1 hour ago, Armymutt said:

I was in four different troops as a kid.  The first was worthless, so I quit Scouts.  The second was in its 56th year, the SM having been a member for 55 years.  It was small at that point - my patrol had 3 and the other 4.  The meetings were advancement focused, but we never noticed.  We worked on skill awards, had competitons, etc.  My next one was a Mormon troop in England.  I think there were 8 or 9 of us.  All of us arrived as First or Second Class, so there was a little advancement, but mostly is was Scout skills (which is advancement) and some advanced woodcraft.  The SM was an F-111 pilot.  My last troop was bigger - about 15.  Two patrols, mixed ages.  We trained as patrols and the adults tested, if I recall correctly.  I was a Life Scout by then, so it was just MBs for me.  

We also don't have patrol meetings.  We've tried doing it, but I feel like we have too many Scouts who are there out of force.  They play around, which frustrates the Scouts who want to be there, and nothing gets done.  
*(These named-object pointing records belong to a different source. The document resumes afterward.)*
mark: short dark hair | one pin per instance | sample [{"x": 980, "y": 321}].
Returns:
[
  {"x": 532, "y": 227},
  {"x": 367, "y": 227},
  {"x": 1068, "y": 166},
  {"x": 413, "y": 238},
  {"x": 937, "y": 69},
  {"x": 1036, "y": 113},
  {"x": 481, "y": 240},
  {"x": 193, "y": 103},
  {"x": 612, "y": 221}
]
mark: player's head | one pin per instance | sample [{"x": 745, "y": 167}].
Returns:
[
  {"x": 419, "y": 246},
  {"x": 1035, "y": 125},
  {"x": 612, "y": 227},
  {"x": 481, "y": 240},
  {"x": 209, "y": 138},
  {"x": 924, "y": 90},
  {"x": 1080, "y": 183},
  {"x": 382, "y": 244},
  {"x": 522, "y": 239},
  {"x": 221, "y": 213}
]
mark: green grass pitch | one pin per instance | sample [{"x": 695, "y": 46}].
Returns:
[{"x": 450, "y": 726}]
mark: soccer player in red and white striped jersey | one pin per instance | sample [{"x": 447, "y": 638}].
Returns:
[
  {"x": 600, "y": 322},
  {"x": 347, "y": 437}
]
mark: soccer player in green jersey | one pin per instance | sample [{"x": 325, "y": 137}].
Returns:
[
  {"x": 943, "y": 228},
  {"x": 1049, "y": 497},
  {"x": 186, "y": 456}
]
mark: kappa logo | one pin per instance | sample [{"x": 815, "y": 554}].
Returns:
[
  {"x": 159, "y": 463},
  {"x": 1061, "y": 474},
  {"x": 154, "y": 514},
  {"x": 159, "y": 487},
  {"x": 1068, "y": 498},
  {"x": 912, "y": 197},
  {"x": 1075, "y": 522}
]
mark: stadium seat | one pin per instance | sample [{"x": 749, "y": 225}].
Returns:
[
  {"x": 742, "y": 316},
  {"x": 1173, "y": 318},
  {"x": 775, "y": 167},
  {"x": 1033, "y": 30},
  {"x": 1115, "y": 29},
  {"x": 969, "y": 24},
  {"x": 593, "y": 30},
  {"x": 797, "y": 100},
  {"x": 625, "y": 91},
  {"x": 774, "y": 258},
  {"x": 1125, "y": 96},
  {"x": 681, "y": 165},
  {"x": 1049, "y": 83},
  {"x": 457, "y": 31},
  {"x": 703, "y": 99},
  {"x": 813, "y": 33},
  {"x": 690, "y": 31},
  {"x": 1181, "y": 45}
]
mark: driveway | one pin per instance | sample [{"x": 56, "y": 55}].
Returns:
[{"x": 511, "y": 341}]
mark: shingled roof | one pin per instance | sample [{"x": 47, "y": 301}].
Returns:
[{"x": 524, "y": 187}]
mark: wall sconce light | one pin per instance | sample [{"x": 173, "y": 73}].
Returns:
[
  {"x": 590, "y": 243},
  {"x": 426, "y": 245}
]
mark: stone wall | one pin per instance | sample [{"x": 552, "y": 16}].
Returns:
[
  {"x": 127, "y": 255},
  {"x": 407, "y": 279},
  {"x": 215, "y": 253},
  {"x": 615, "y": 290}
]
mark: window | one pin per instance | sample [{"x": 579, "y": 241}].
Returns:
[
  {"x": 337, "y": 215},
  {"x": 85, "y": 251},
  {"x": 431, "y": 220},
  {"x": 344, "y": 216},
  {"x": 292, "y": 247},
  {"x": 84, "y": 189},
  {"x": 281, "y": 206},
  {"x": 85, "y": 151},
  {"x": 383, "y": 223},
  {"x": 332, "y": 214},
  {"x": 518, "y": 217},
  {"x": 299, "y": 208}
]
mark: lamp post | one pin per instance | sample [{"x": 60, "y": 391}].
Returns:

I also see some of the forced to attend scouts. In my primary unit I see them and they fall into two groups. Group 1 is the group that is a big distraction, they don't want to be in scouts at all but their parents are forcing them. They don't do outings, service never hits their radar, etc ... parents don't care just as long as they are attending meetings for some reason. The other group 2 is the group that parents tell us that they have to force their kids to show up, but once they are there they are happy, and we mostly see that in their behavior. We see these scouts A LOT on outings, these are the "camping club" scouts that hate meetings but will show up to basically anything outdoors. This is the group that I think would benefit the most from patrol based scouting; 8 scouts that want to camp 4 times a month year round with 2 or adults that can't say no would be ideal. 

1 hour ago, InquisitiveScouter said:

We just had this discussion at a leaders meeting... Our Committee Chair is going to communicate with parents about this and try to tell them something to this effect...  "If your son does not want to go to Scouts, please do not force him.  This is detrimental to all of us, and your Scout will only wind up resenting you.  Let them choose, please."

You might lose a lot of scouts on this. The better answer might be "Hey parents talk with your scout, we need feedback, what do they say would make them want to come to more meetings?"